Mayweather did not promote Draft on his trunks in the McGregor fight—but he did wear Paddy Power underwear to the weigh-in. The irony of Mayweather endorsing the Irish bookmaker, and not McGregor, was not lost on boxing fans on social media. Mayweather tweeted a photo and quipped, “What were the odds on that?”

And then there’s Shaquille O’Neal, an even bigger sports star, despite being long-retired from the NBA. This week, Shaq opened up a Week 1 NFL head-to-head contest on Draft to his 14.6 million Twitter followers.

Chad “Ochocinco” Johnson, former NFL wide receiver, is on board with Draft. Michael Vick, former NFL quarterback, is on board with Draft.

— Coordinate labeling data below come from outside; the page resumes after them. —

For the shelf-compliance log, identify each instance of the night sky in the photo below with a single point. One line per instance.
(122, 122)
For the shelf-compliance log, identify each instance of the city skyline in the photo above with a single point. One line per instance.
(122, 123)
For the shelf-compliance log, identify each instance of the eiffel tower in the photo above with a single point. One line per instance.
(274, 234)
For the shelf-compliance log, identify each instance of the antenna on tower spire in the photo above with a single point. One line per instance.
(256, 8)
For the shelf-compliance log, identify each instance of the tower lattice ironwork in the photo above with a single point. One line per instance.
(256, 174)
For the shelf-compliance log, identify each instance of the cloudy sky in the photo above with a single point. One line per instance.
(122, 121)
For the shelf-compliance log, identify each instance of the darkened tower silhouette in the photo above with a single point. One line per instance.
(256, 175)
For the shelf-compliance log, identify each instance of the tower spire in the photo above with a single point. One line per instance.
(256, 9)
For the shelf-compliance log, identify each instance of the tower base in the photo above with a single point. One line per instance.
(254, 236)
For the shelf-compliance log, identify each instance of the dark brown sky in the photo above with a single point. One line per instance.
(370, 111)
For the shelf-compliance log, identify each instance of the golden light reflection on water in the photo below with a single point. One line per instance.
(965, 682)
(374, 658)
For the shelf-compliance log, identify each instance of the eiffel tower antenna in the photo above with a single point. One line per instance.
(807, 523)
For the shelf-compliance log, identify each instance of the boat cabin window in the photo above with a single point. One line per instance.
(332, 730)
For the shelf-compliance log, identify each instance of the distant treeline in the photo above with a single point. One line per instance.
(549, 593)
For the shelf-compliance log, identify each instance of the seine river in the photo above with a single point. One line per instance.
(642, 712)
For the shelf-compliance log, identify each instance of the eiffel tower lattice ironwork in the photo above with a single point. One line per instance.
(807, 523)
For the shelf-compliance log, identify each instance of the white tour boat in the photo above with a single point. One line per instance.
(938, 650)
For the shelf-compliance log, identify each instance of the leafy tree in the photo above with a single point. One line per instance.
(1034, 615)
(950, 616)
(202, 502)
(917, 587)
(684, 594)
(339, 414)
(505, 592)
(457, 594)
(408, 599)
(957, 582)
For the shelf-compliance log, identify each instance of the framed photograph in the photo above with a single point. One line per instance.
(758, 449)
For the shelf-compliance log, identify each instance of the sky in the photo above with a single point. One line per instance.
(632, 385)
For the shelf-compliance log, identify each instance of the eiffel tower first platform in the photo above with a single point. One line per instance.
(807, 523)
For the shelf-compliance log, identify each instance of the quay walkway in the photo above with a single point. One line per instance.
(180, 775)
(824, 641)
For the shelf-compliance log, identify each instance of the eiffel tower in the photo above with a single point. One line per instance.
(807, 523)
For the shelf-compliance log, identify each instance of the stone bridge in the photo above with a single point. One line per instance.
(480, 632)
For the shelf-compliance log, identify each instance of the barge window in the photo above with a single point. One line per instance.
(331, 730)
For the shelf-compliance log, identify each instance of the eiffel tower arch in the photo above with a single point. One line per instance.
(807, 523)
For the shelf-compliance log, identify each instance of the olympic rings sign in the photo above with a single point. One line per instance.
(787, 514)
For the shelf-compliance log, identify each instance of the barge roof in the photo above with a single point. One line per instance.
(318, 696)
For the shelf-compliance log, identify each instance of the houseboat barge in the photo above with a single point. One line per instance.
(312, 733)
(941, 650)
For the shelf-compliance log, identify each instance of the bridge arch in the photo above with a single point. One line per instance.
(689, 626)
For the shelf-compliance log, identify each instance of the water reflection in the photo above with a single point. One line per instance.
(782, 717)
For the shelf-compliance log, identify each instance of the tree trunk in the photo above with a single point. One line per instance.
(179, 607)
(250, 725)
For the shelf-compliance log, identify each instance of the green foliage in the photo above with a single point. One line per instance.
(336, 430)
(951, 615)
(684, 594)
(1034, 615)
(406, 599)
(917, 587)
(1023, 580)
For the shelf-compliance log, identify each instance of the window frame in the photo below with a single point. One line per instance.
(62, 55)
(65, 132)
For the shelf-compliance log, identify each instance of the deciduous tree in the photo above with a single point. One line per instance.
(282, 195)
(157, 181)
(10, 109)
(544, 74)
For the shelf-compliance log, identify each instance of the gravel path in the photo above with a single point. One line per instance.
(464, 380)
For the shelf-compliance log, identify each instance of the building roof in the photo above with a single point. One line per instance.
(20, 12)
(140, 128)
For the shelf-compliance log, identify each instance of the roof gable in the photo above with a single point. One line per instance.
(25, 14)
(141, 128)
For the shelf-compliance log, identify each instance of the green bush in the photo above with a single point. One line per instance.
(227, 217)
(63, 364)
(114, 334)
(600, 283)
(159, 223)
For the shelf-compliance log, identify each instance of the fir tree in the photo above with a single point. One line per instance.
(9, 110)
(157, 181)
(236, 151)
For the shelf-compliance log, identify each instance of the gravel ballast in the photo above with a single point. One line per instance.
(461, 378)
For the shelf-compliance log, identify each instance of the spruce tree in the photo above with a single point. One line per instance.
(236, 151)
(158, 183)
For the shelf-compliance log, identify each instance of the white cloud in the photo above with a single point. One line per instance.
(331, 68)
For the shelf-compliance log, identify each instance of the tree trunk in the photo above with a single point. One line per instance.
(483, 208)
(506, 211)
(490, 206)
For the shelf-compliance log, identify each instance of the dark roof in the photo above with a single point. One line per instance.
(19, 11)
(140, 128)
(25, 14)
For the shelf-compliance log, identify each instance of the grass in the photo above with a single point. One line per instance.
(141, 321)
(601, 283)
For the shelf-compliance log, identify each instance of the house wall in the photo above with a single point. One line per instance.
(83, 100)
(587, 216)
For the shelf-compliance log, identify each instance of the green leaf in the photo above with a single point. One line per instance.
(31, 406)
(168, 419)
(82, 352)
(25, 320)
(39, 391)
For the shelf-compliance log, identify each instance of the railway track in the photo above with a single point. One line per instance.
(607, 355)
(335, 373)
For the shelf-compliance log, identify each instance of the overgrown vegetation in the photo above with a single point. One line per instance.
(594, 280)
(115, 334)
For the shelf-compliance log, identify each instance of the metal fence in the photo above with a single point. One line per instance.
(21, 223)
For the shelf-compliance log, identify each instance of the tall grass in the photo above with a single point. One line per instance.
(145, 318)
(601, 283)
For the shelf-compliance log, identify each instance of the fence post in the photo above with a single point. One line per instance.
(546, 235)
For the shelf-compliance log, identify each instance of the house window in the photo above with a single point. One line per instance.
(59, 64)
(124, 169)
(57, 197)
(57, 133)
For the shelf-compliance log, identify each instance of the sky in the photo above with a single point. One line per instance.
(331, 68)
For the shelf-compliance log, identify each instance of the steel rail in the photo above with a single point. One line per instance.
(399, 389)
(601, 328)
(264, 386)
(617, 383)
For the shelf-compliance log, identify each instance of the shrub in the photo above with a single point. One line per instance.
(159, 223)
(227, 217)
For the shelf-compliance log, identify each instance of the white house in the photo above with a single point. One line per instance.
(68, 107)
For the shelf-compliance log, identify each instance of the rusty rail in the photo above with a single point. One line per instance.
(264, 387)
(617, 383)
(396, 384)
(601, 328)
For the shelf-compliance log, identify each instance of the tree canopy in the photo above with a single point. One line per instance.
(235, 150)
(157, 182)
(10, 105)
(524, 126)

And Draft has courted current players as well, even though they can’t play on the app for money: Richard Sherman of the Seahawks and Antonio Brown of the Steelers, who said in a Facebook plug that Draft is “changing the game” for fantasy.

Fliegel has some experience with scoring big athlete endorsements: he got Steph Curry to invest in, and promote, his previous startup, Coachup.

Draft’s approach is to skip the television and radio advertising that made DraftKings and FanDuel notorious, and instead reach sports fans on social media.

“Sports fans follow athletes on social, so there’s an obvious correlation there,” Fliegel says. “We want them to know we’ve created a simpler, more fun, more social game for regular people, not for sharks.”

To be sure, Draft is tiny compared to DraftKings and FanDuel, which each have millions of users and a $1.2 billion valuation each. But those companies are seriously depleted from a year of legal costs and a failed merger attempt, while Draft kept its head down and managed an exit. Now, with big names endorsing it, the aggressive user acquisition will heat up.

Disclaimer: Yahoo offers its own daily fantasy sports product.